Forum Discussion
NimbostratusDoes F5 has any feature of anti-tampering web content?
Hi Folks,
I am not sure if any of F5 modules is capable of blocking web content tampering? For example if a hacker injects a piece of malicious JS within a server response? Will F5 has any feature to check the server response and find out that malicious JS, or link pointing to some bad reputation host?
I understand WAF is usually to protect the web server before any nasty things really happen... but irule/iruleLX is always so powerful to resolve many of impossibilities :)

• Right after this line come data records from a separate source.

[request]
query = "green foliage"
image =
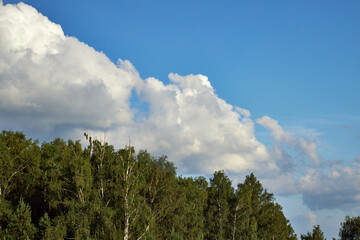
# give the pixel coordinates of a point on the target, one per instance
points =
(20, 226)
(97, 192)
(220, 193)
(350, 228)
(316, 234)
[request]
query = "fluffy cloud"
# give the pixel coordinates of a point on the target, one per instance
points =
(336, 188)
(52, 83)
(49, 81)
(282, 136)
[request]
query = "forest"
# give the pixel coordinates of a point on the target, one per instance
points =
(62, 190)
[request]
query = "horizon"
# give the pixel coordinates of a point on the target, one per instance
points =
(239, 86)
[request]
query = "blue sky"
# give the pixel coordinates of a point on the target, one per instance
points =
(296, 62)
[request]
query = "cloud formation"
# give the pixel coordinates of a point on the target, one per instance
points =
(48, 79)
(50, 82)
(282, 136)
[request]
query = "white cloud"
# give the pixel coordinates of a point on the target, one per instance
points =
(282, 136)
(51, 82)
(336, 188)
(312, 218)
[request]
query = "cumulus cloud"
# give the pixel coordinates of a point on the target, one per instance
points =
(282, 136)
(336, 188)
(50, 81)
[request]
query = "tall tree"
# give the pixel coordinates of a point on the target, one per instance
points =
(256, 215)
(220, 194)
(350, 228)
(317, 234)
(20, 226)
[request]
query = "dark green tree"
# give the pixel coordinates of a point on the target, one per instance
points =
(20, 226)
(256, 215)
(220, 194)
(317, 234)
(350, 229)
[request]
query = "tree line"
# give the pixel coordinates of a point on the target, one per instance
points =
(62, 190)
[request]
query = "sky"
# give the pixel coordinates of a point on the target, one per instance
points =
(245, 86)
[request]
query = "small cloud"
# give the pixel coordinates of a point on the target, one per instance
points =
(288, 138)
(311, 218)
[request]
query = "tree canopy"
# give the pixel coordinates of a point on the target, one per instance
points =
(61, 190)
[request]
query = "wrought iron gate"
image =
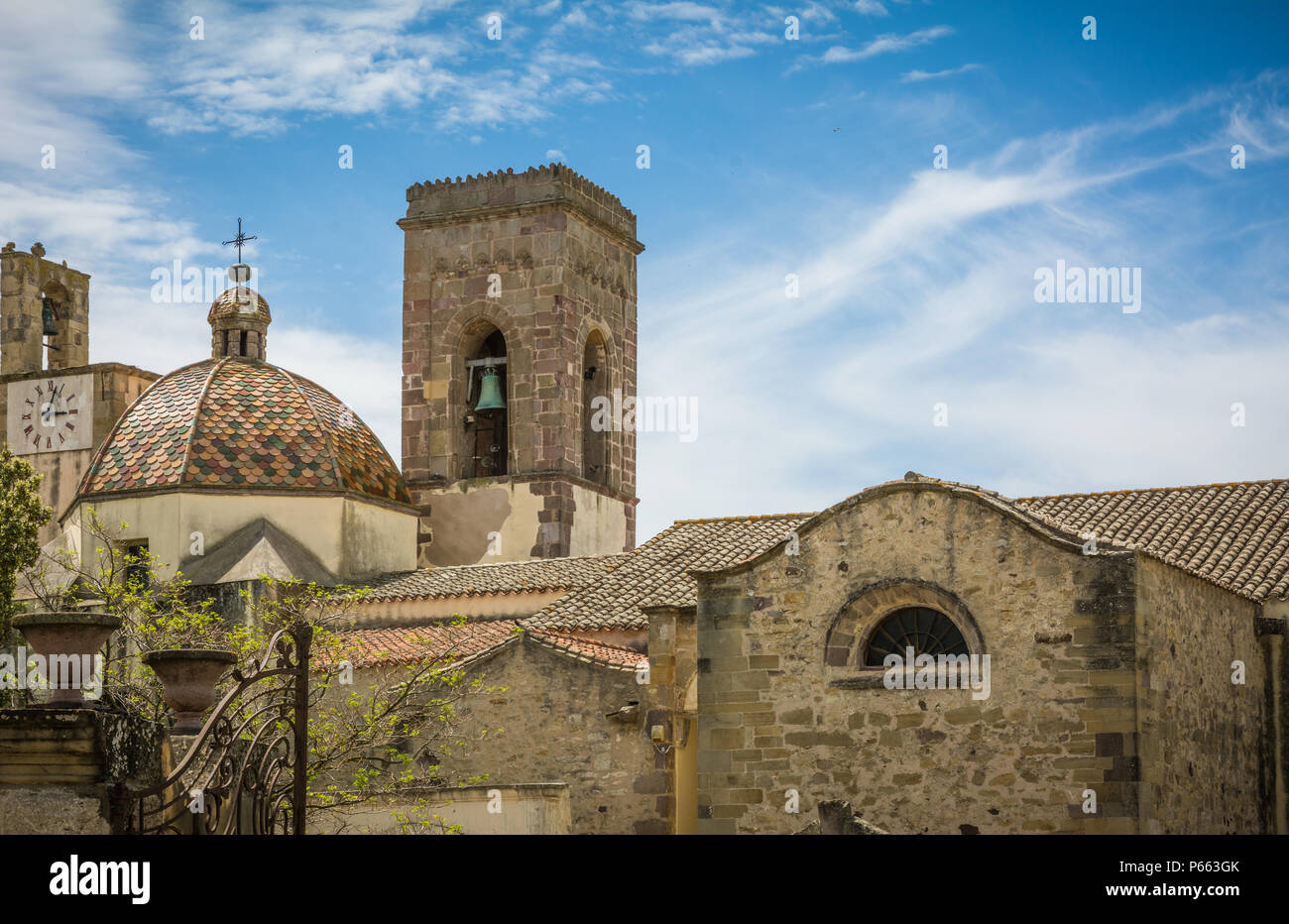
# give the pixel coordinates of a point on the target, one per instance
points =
(246, 770)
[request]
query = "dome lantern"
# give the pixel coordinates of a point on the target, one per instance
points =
(239, 318)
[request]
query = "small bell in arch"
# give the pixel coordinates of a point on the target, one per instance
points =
(48, 316)
(490, 392)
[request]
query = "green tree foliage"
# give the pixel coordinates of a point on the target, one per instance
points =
(379, 738)
(21, 517)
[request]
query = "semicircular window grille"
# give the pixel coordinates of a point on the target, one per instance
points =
(927, 632)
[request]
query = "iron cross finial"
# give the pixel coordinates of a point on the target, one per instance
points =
(240, 240)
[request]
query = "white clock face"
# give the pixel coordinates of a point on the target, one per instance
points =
(51, 413)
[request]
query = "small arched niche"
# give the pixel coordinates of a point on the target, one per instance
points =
(597, 411)
(485, 451)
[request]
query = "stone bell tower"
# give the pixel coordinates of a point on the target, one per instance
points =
(39, 296)
(57, 406)
(519, 288)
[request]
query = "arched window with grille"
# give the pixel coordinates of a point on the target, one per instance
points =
(926, 631)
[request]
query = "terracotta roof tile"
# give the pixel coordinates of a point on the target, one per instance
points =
(1233, 535)
(501, 577)
(656, 574)
(245, 424)
(395, 647)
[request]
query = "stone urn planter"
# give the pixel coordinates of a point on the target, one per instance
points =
(68, 641)
(189, 677)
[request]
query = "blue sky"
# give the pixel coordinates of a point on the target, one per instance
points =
(768, 156)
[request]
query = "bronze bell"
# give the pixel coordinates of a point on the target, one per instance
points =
(490, 392)
(48, 316)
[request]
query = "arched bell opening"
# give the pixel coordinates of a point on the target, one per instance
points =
(597, 411)
(486, 449)
(55, 314)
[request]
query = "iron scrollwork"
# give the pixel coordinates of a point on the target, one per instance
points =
(246, 769)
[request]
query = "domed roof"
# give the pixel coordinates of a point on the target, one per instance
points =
(244, 424)
(240, 301)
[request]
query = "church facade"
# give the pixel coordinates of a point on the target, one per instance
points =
(939, 656)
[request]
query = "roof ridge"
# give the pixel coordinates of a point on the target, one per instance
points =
(196, 416)
(1145, 490)
(744, 520)
(107, 441)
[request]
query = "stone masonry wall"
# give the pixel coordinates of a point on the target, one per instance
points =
(554, 714)
(1057, 624)
(565, 253)
(1208, 761)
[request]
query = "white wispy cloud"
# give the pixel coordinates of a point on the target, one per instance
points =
(914, 76)
(885, 44)
(928, 296)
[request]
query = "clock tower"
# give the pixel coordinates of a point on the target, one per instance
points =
(59, 407)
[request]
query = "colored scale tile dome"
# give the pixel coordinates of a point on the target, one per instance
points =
(241, 424)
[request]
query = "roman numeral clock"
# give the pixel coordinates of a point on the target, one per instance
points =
(51, 413)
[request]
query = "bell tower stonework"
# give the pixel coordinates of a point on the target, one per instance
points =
(519, 325)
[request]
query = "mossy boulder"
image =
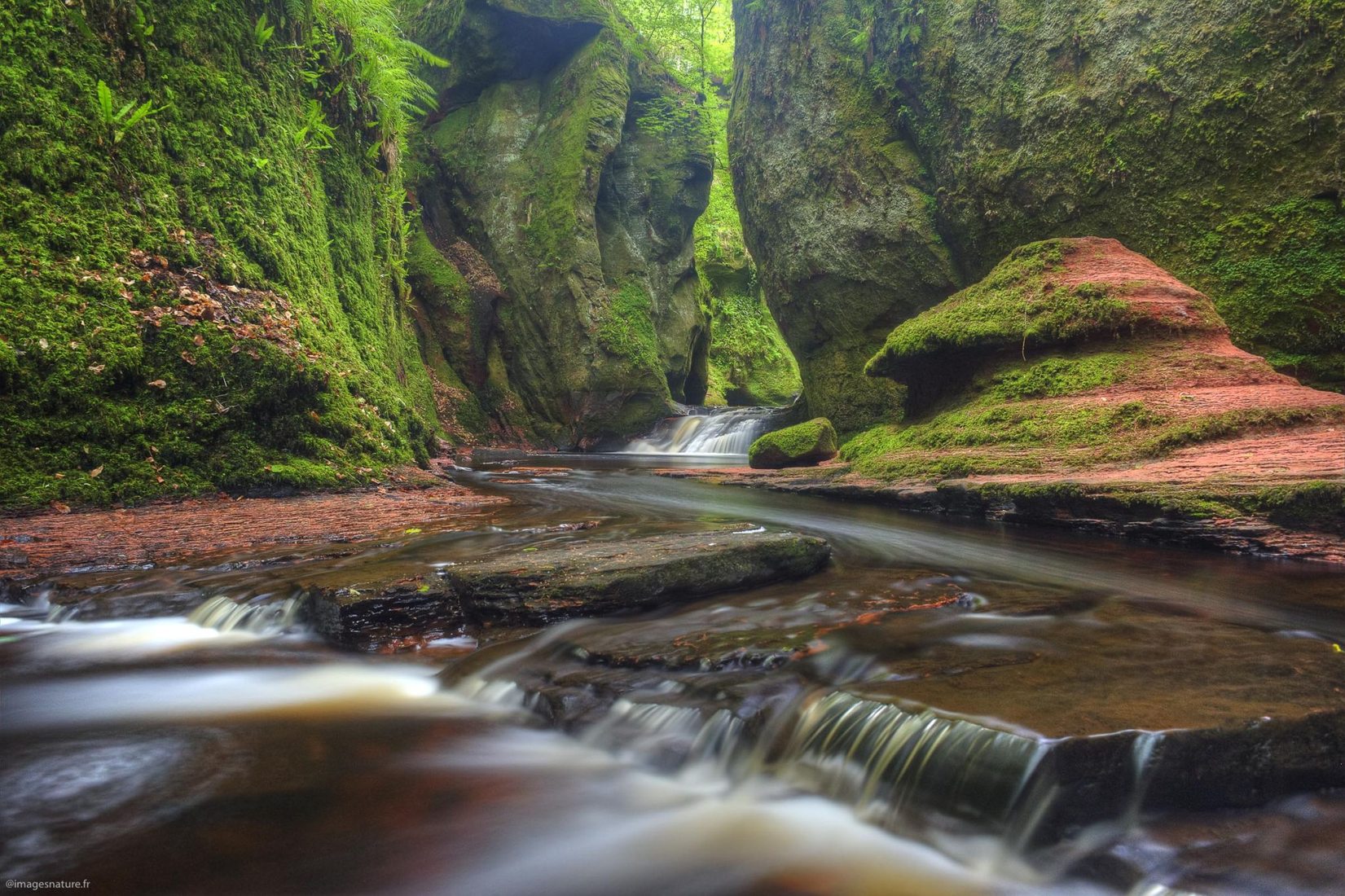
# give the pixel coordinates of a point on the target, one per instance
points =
(1071, 354)
(877, 178)
(576, 169)
(799, 446)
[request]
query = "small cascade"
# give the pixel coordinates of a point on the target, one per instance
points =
(669, 735)
(223, 613)
(881, 758)
(709, 431)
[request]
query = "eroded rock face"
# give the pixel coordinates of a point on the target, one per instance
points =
(886, 160)
(578, 171)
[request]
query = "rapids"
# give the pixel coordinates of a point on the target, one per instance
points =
(710, 433)
(217, 745)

I think what bigip needs to do is to:
- learn the server response
- If any new link/JS found, check its hostname/behavior/md5 to either local db or 3rd party file reputation service, such as virustotal and then got a result
- bigip block/allow the server response based on step2
Thanks for any advice!
samstepCirrocumulus
First of all - how do you think the hackers are going to inject a malicious script into the responses of the Server (which is behind F5 WAF)? Most attacks happen over the web using Cross-Site-Scripting attack (XSS) or SQL injection attack (SQLi). F5 ASM as a WAF can identify and block the malicious script injection attempt as it will be a Request.
There are ways to inject malicious scripts using man-in-the-browser/client-side malware or 3rd-party JavaScript already included in server responses being compromised. In such cases F5 WebSafe module can help.